ScreenSearch is optimized for efficiency and speed:

| Metric | Target | Actual | Status |
|--------|--------|--------|--------|
| **OCR Processing** | < 100 ms | **70-80 ms** | [OK] Fast |
| **API Response** | < 100 ms | ~50 ms | [OK] 2x faster |
| **Vector Search** | < 200 ms | **150 ms** | [OK] In-Memory Optimized |
| **Test Coverage** | 100% | 59/59 passing | [OK] Complete |

### Recent Performance Optimizations

**[+] Zero-Copy OCR Pipeline** — Direct `SoftwareBitmap` creation eliminates PNG encoding/decoding overhead, saving **60-93ms per frame** (53% faster).
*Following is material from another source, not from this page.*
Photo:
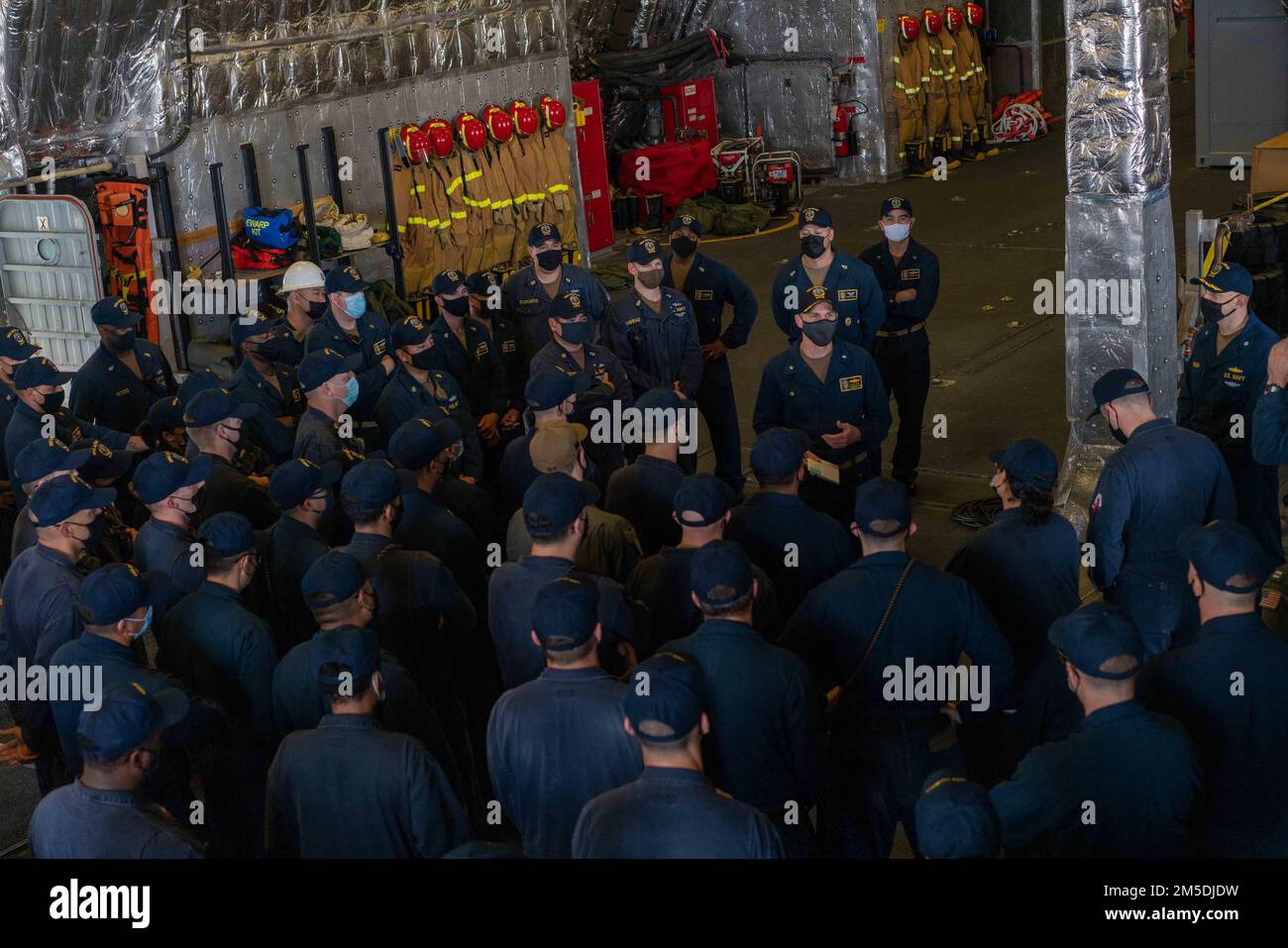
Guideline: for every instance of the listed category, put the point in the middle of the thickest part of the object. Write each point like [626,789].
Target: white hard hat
[303,274]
Enables 1-second capture intervals.

**[+] Memory Efficiency** — Arc-based frame differencing eliminates redundant allocations, reducing memory pressure from **39GB/8hr → <1GB/8hr**.

**[+] Storage Optimization** — 50x reducution in storage usage via smart JPEG compression and resizing. Automatic 24h cleanup loop enforces retention policies.

**[+] Search Security** — FTS5 query sanitization prevents injection attacks while correctly handling special characters (`C++`, `$100`, etc.).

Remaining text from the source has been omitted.